Мать сложила кусок холста с вышитым на нем текстом и убрала его в сумочку. Она была готова к выходу. Я накрыл ее руку своей.
— Присядь на минуточку, мам.
С видимой неохотой она опустилась рядом со мной на кровать. Она была такой худенькой и невесомой, что на покрывале почти не образовалось вмятины. Мы оба смотрели прямо перед собой, словно двое детишек, летящих на ковре-самолете. Она выглядела усталой и понурила голову, глядя на ворсистый ковер. Обращаясь к ее затылку, я поинтересовался:
— Что было дальше? Ты поведала свою теорию доктору Норлингу?
— Да.
— Ты обвинила его в сопричастности?
— Да.
— И что он тебе ответил?
Он вообще ничего не сказал. Я сидела напротив, а он молча смотрел на меня с непроницаемым выражением лица. Это была моя вина. Я неправильно преподнесла ему всю историю, начав со своих умозаключений, представленных в сжатом виде, опустив подробности и контекст. Впрочем, сделанные ошибки пошли мне впрок, и тебе я рассказывала все уже совсем по-другому, начав с самого начала, со своего приезда в Швецию, и следуя хронологии событий, а не перескакивая с пятого на десятое в ответ на твои требования получить быстрые ответы.

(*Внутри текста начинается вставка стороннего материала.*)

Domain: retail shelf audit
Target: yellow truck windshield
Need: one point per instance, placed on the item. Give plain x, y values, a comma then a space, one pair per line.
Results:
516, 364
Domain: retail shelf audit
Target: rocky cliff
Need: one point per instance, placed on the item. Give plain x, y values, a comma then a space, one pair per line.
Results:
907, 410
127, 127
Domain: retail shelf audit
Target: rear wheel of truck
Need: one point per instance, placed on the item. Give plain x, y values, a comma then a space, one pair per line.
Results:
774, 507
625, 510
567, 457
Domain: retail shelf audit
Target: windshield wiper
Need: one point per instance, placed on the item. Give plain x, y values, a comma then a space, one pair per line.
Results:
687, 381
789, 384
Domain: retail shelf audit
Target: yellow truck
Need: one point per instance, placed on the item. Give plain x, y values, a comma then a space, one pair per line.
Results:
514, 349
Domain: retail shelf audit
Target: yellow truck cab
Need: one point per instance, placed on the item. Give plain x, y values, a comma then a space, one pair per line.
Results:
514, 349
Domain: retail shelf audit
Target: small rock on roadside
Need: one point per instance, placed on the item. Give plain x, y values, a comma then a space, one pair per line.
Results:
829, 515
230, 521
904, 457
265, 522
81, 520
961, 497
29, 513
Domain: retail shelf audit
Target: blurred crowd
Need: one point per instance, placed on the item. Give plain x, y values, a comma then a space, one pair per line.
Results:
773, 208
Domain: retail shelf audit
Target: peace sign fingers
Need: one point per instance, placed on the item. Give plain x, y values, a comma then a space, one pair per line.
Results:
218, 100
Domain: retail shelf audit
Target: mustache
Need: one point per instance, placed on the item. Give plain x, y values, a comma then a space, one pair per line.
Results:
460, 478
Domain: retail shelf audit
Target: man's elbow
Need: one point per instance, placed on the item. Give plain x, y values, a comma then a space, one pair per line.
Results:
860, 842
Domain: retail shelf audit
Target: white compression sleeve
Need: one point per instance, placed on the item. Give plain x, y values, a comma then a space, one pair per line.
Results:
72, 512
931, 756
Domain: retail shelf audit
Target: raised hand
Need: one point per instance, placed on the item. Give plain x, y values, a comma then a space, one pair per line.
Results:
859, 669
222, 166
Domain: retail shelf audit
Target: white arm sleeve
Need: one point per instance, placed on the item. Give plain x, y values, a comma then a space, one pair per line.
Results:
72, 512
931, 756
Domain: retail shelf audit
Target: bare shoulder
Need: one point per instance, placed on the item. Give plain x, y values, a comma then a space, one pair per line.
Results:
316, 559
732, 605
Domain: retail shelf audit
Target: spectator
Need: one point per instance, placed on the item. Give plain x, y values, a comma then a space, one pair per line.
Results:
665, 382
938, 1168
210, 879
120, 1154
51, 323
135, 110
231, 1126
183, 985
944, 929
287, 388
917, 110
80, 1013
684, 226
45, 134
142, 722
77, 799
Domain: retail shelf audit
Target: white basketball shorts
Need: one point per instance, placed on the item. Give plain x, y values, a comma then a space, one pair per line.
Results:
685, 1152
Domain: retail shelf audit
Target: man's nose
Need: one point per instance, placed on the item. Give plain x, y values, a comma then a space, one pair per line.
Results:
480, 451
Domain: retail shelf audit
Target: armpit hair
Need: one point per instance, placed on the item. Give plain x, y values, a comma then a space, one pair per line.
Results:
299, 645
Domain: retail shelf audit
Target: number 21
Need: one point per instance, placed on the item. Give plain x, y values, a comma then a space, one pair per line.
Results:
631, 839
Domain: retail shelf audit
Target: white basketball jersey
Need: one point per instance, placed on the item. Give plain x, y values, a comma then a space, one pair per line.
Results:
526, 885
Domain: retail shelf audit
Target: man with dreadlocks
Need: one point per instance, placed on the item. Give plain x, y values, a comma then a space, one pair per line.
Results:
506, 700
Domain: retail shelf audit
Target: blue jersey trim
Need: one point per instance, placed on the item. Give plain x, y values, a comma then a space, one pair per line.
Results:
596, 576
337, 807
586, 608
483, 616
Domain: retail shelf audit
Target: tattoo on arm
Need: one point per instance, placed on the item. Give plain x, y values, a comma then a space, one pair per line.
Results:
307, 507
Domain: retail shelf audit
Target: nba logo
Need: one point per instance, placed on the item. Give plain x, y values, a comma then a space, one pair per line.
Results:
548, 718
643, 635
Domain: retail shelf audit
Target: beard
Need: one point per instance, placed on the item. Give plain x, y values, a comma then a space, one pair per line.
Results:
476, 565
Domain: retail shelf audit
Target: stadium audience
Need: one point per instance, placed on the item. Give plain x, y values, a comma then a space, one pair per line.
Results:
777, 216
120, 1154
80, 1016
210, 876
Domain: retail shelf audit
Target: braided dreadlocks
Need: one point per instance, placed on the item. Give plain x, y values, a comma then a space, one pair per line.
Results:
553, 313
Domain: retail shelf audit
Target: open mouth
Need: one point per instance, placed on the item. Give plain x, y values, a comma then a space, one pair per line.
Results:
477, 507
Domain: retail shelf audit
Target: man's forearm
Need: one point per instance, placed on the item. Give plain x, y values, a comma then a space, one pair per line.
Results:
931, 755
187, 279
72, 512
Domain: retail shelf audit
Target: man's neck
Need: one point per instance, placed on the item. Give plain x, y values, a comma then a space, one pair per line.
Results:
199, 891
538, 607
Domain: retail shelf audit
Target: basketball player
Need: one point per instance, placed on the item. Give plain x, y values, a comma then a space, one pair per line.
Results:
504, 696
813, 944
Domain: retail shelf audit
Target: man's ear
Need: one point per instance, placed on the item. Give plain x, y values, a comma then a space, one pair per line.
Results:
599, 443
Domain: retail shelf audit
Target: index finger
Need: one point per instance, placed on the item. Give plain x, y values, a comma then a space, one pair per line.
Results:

Пока я рассказывала ему свою историю, в комнату вошел блондин-дворецкий и остановился у меня за спиной. Каким образом он получил сигнал вызова, не знаю; наверное, Норлинг нажал какую-нибудь тревожную кнопку, потому что при мне он не произнес ни слова. Слабым голосом, словно школьница, спрашивающая разрешения у учителя, а потом и более настойчиво, я попросила разрешения пройти в ванную — мне нужно было в туалет, и они не могли отказать мне в этом. Норлинг встал и ответил согласием на мою просьбу — это были первые слова, сказанные после того, как он выслушал мои обвинения. Жестом он приказал управляющему показать мне дорогу. Я заявила, что в этом нет необходимости, но Норлинг проигнорировал мои слова, распахнув передо мною дверь кабинета. Я последовала за управляющим, обратив внимание на то, какие жилистые и мускулистые у него руки. И вдруг мне пришло в голову, что он может оказаться санитаром из больницы, который всего лишь притворяется управляющим, а сам держит наготове успокоительные лекарства и смирительную рубашку. Он проводил меня до ванной, не дав и шагу ступить в сторону, а когда я закрывала дверь у него перед носом, с жалостью окинул меня взглядом. Или это было презрение? Жалость или презрение? Иногда их трудно отличить друг от друга.